Combatant Mountain | |
---|---|
Highest point | |
Elevation | 3,762 m (12,343 ft)[1][2] |
Prominence | 242 m (794 ft)[1] |
Parent peak | Mount Tiedemann (3,838 m)[3] |
Isolation | 0.51 km (0.32 mi)[1] |
Listing | Mountains of British Columbia |
Coordinates | 51°23′30″N 125°14′42″W[4] |
Geography | |
Interactive map of Combatant Mountain | |
Country | Canada |
Province | British Columbia |
District | Range 2 Coast Land District |
Parent range | Coast Mountains Waddington Range[1] |
Topo map | NTS 92N6 Mount Waddington |
Geology | |
Rock type | Granite[5] |
Climbing | |
First ascent | 1933 |
Easiest route | Northwest Ridge mid-class 5[6][7] |
Combatant Mountain is located in the Waddington Range of the Coast Mountains, in a remote wilderness area that few visit. Combatant Mountain is set 152 km (94 mi) north of the community of Campbell River and 2.38 kilometres (1.48 mi) northeast of Mount Waddington, the highest peak of the entire Coast Mountains range.[1] Combatant ranks as the third-highest peak in the Coast Mountains, seventh-highest in British Columbia, and 33rd-highest in Canada.[2] Precipitation runoff and glacier meltwater from the mountain drains to Bute Inlet via the Homathko River.[1] Topographic relief is significant as the summit rises 1,360 meters (4,462 feet) above the Tiedemann Glacier in 1.5 kilometer (0.9 mile). Combatant Mountain has some of the more challenging and famous rock-climbing routes of the Waddington Range.[8]

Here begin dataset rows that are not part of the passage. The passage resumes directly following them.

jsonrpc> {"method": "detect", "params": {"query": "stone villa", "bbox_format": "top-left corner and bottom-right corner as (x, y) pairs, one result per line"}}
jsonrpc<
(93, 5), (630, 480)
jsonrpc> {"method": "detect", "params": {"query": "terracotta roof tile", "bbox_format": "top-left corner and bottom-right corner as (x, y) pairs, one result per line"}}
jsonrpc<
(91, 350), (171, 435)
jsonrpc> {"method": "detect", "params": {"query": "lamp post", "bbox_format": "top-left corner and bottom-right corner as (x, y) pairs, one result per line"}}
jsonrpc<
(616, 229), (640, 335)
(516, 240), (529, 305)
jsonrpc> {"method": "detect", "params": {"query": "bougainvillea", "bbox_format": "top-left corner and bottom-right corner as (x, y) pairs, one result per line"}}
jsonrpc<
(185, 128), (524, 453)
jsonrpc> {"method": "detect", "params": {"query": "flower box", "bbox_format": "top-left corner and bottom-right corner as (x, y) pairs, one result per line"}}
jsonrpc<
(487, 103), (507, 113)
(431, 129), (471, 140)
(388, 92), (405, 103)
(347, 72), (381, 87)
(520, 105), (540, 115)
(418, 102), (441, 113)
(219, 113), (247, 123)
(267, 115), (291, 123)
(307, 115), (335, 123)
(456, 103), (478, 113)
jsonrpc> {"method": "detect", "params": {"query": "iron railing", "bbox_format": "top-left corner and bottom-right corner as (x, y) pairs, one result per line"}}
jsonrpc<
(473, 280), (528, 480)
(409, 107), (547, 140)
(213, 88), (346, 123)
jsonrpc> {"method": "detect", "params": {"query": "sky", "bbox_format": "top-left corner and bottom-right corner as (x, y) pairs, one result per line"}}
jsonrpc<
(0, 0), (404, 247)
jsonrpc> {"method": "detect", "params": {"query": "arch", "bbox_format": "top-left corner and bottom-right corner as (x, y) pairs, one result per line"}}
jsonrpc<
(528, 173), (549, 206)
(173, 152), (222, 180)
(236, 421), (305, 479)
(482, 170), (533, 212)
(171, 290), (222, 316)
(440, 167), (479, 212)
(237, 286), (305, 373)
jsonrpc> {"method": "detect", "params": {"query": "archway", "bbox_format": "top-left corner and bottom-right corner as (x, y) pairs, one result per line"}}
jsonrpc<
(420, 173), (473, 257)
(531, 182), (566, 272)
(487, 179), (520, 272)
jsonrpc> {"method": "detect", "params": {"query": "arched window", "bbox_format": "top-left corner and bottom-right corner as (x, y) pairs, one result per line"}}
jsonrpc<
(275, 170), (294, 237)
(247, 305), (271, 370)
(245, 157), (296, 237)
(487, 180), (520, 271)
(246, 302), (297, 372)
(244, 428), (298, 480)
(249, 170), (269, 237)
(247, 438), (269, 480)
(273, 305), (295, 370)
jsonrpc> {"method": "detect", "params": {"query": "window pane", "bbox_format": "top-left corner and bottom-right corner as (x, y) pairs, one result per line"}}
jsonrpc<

A photo identifying the peak as "Mt. Combatant" was published in 1929 in the Canadian Alpine Journal.[9]
The first ascent of the summit was made in 1933 by Don Munday, Phyllis Munday, Hans Fuhrer, and Henry S. Hall Jr..[10][11][12]
The name "Combatant Mountain" was identified in 1948 by mountaineer Don Munday and the toponym was officially adopted October 5, 1950, by the Geographical Names Board of Canada.[13] Munday wrote that the peak "presents a slender, fairly symmetrical form, ...a pair of pale reddish buttresses support the twin peaks and a slanting shelf of some breadth breaks the continuity of the eastern buttress in its otherwise clean upthrust out of Tiedemann Glacier. Combatant claims rank as a classic of mountain architecture because of its simplicity and unity in expressing aspiration."[14]
Skywalk is a classic climbing route on the Southwest Buttress that was first climbed in 1982 by Scott Flavelle and Dave Lane.[10]
The South Buttress was first climbed in August 1994 by Greg Child, Greg Collum and Steve Mascioli via a route they named Belligerence.[5]
Based on the Köppen climate classification, Combatant Mountain has an ice cap climate.[15] Most weather fronts originate in the Pacific Ocean and travel east toward the Coast Mountains where they are forced upward by the range (orographic lift), causing them to drop their moisture in the form of rain or snowfall. As a result, the Coast Mountains experience high precipitation, especially during the winter months in the form of snowfall. Winter temperatures can drop below −20 °C with wind chill factors below −30 °C. This climate supports the Chaos, Scimitar, and Tiedemann glaciers surrounding Combatant Mountain.